Buchtipp: 1968 – Der lange Protest

Vinen, Richard, 1968: Der lange Protest, Piper Verlag GmbH München, 2018, Verlagslink, Amazon-Link

Vielen Dank an den Verlag für das Rezensionsexemplar, das ich im Kindle-Format lesen durfte.

50 Jahre nach 1968 blickt Richard Vinen auf die Zeit um 1968 zurück. Der Autor ist ein britischer Historiker, der am King’s College in London unterrichtet. Wenn er von ’68 spricht, dann ist da ein ganzes – ja, gar ein langes – Jahrzehnt gemeint: Mitte 60er bis Ende der 70er-Jahre geht sein ’68. Richard Vinen versucht, eine internationale Geschichte der 68er-Bewegung zu schreiben, indem er auf verschiedene Länder blickt und dort jeweils die wichtigsten Vorkommnisse dieser Zeit beschreibt.

Doch wie lässt sich 1968 definieren? Am Ende eines langen ersten Kapitels über die inneren Widersprüche der Bewegung fasst Vinen zusammen: „Das Phänomen bestand aus mehreren Komponenten: einmal dem Generationenaufstand der Jungen gegen die Alten, dann dem politischen Aufstand gegen Militarismus, Kapitalismus und die Übermacht der USA und schließlich noch einem kulturellen Aufstand, der sich in der Rockmusik und dem dazugehörigen Lebensstil manifestierte.“ (Pos. 388) Es wird schnell klar, dass die Definition entweder noch stärker eingegrenzt werden müsste oder sonst praktisch alles in dieser Zeit umfassen könnte. Es werden konservative Kräfte erwähnt und ebenso als 68 betitelt wie deren revolutionäre Gegner. In einem gewissen Sinne muss Vinen dies tun, da er seine These untermauern will, dass 68 ein weltweites Phänomen ist.

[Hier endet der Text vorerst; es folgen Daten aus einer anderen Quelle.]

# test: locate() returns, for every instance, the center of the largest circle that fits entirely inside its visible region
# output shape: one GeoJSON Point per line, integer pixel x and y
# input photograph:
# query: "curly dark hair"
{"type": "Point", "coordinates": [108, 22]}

Wenn man dieser These folgt, so macht er einen sehr guten Job und klärt den Leser über die internationalen Beziehungen der Bewegung auf. Allerdings schafft er es meiner Ansicht nach nicht, diese These ausreichend zu begründen, sodass jemand, der die Bewegung als zeitlich und räumlich begrenzter betrachtet, vermutlich nicht überzeugt würde. Doch da es gut möglich ist, dass der Autor dies auch gar nicht erst beabsichtigte, lässt sich dieser Punkt größtenteils vernachlässigen.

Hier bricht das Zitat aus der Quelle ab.